Keywords

1 Introduction

Cloud computing provides an on-demand and scalable delivery model for the users [1]. It has been used to solve the complicated computation and storage problems by more and more governments, research institutions and industries [2] due to provide resources as a service to the users. Effective virtual resource scheduling can improve the utilization of resources and meet the needs of users. The virtual resource scheduling problem is considered to be a combinatorial optimization problem, but also a NP complete problem [3].

The workload of each virtual machine (VM) is always changing, and some may exhibit cyclical changes. We usually tend to over allocate virtual resources in order to ensure the application to have a better performance during the peak [4], which will inevitably lead to low utilization of resources. To operate and manage resources more conveniently, effective monitor is often used [5]. But there will be a traffic surge for quite a time after application is deployed and then decline gradually based on the monitoring. For example, in the school’s teaching information system, a few students will visit this website in ordinary time, but a huge amount of traffic will be generated when students need to select the course. Then the application system needs to extend resources to deal with the requests traffic. We usually monitor the system and warn system managers to deal with the lack of resources. But there is often a delay to schedule resources by monitor and warning.

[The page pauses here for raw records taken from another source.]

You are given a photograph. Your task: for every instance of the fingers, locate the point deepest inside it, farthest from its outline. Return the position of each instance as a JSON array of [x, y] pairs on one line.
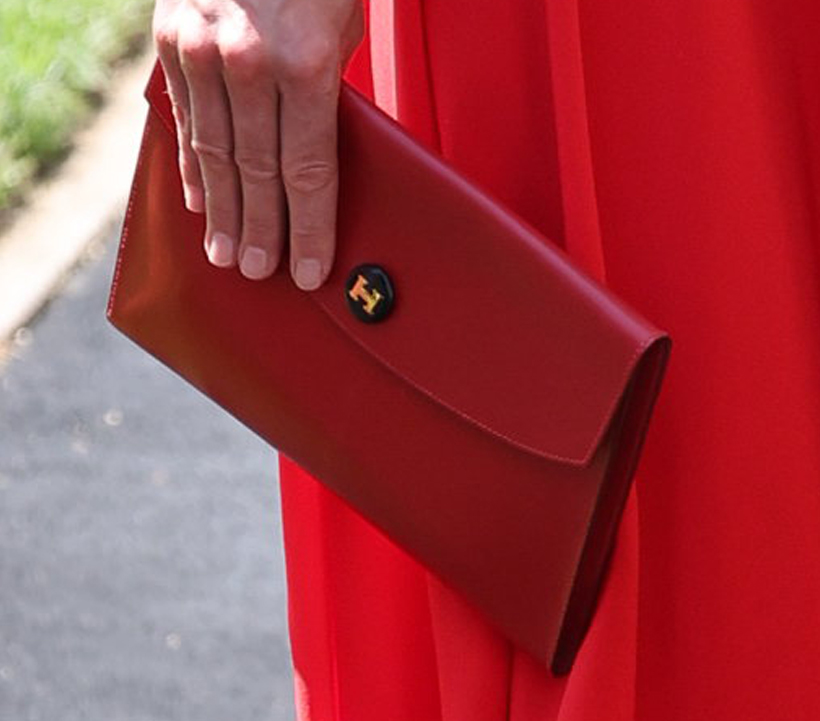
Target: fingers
[[254, 104], [212, 141], [308, 116]]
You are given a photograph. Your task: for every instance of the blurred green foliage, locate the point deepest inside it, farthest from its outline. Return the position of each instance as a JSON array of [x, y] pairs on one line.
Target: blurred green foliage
[[54, 61]]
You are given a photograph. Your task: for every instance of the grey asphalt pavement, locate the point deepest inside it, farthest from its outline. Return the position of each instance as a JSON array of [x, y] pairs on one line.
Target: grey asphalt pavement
[[141, 565]]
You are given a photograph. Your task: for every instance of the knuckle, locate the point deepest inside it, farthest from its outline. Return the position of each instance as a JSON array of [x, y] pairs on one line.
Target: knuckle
[[211, 153], [257, 167], [244, 57], [165, 38], [310, 177], [306, 60], [196, 48]]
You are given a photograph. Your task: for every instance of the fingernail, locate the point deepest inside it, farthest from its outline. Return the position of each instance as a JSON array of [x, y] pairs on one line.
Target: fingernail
[[220, 250], [254, 263], [308, 273], [194, 199]]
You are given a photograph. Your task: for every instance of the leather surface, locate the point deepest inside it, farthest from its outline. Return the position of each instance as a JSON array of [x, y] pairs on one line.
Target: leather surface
[[528, 385]]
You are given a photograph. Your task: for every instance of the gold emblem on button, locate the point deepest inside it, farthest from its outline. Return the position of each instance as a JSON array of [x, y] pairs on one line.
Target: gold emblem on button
[[370, 298]]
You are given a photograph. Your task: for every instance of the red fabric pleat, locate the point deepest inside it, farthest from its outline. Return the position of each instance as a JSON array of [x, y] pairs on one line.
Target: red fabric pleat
[[673, 149]]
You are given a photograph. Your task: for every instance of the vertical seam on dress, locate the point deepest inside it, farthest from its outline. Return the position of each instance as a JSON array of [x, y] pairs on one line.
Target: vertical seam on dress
[[331, 611], [579, 199], [431, 93], [510, 673]]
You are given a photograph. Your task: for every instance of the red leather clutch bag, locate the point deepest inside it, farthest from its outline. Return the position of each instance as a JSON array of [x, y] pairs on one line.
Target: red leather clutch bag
[[491, 420]]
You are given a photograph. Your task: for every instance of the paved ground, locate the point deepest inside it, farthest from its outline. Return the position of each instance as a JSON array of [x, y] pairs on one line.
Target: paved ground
[[141, 569]]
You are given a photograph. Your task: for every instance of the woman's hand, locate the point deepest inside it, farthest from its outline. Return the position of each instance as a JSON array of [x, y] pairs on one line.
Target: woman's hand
[[254, 86]]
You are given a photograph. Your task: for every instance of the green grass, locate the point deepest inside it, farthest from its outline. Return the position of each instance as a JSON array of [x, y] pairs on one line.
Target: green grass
[[54, 61]]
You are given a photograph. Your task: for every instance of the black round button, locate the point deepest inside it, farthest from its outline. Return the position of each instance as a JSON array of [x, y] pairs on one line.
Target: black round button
[[369, 293]]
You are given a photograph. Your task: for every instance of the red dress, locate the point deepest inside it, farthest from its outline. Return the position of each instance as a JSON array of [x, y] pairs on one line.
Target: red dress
[[673, 148]]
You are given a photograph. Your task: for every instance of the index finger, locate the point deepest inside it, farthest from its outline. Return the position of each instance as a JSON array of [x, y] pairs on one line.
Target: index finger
[[309, 163]]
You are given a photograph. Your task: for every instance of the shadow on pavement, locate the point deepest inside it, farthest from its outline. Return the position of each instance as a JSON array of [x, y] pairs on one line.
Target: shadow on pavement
[[141, 566]]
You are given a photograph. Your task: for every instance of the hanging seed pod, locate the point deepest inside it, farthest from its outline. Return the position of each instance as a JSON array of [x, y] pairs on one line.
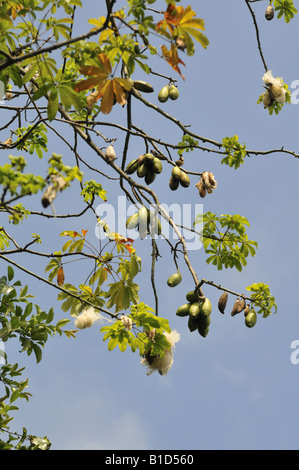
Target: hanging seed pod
[[239, 305], [269, 13], [201, 189], [180, 43], [184, 179], [222, 302], [132, 167], [143, 86], [150, 176], [142, 170], [205, 179], [251, 318], [180, 162], [176, 173], [246, 310], [163, 94], [174, 184], [173, 92], [110, 154], [49, 196], [212, 181]]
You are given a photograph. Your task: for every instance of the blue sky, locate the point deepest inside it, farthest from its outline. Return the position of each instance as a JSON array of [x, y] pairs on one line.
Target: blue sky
[[237, 388]]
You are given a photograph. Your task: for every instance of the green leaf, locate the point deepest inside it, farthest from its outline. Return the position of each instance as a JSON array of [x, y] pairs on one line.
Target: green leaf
[[52, 104]]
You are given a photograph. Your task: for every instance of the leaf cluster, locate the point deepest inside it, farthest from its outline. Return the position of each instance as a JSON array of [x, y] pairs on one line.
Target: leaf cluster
[[225, 240]]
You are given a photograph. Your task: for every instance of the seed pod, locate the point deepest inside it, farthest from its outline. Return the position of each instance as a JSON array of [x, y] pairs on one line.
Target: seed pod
[[201, 189], [143, 86], [191, 296], [174, 280], [180, 162], [157, 165], [212, 180], [148, 159], [153, 223], [251, 318], [246, 310], [192, 323], [184, 179], [239, 305], [206, 307], [132, 221], [269, 13], [173, 92], [173, 184], [194, 310], [150, 176], [163, 94], [176, 173], [180, 43], [142, 170], [203, 325], [142, 221], [183, 310], [222, 302], [49, 196], [132, 167], [110, 154]]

To deal with the above challenges and to improve the utilization of virtual resources and flexibility of scheduling, we propose a method to dynamically schedule the virtual resources based on the Autoregressive Integrated Moving Average Model (ARIMA) prediction model. Resources will be allocated in advance on the basis of the prediction data. Our paper addresses the following problems:

Find a prediction model to accurately predict the possible application workload of the next time interval.

Dynamic scheduling of virtual machine resources according to the change of workload and prediction data to ensure more efficient use of resources.

The rest of our paper is organized as follows. Section 2 is an overview of the current state of the academic research on the virtual resource scheduling. Section 3 describes the system architecture. Section 4 focuses on the prediction model we will use. Section 5 describes the virtual machine scheduling strategy and the corresponding experiment details are illustrated in Sect. 6. Section 7 presents conclusions and future work.

2 Related Works

Since cloud computing uses virtualized resources, scheduling and resource allocation are the important research topics [6]. It is a hot research topic that how to use effective scheduling strategies to reduce the cost of execution and improve the utilization of resources.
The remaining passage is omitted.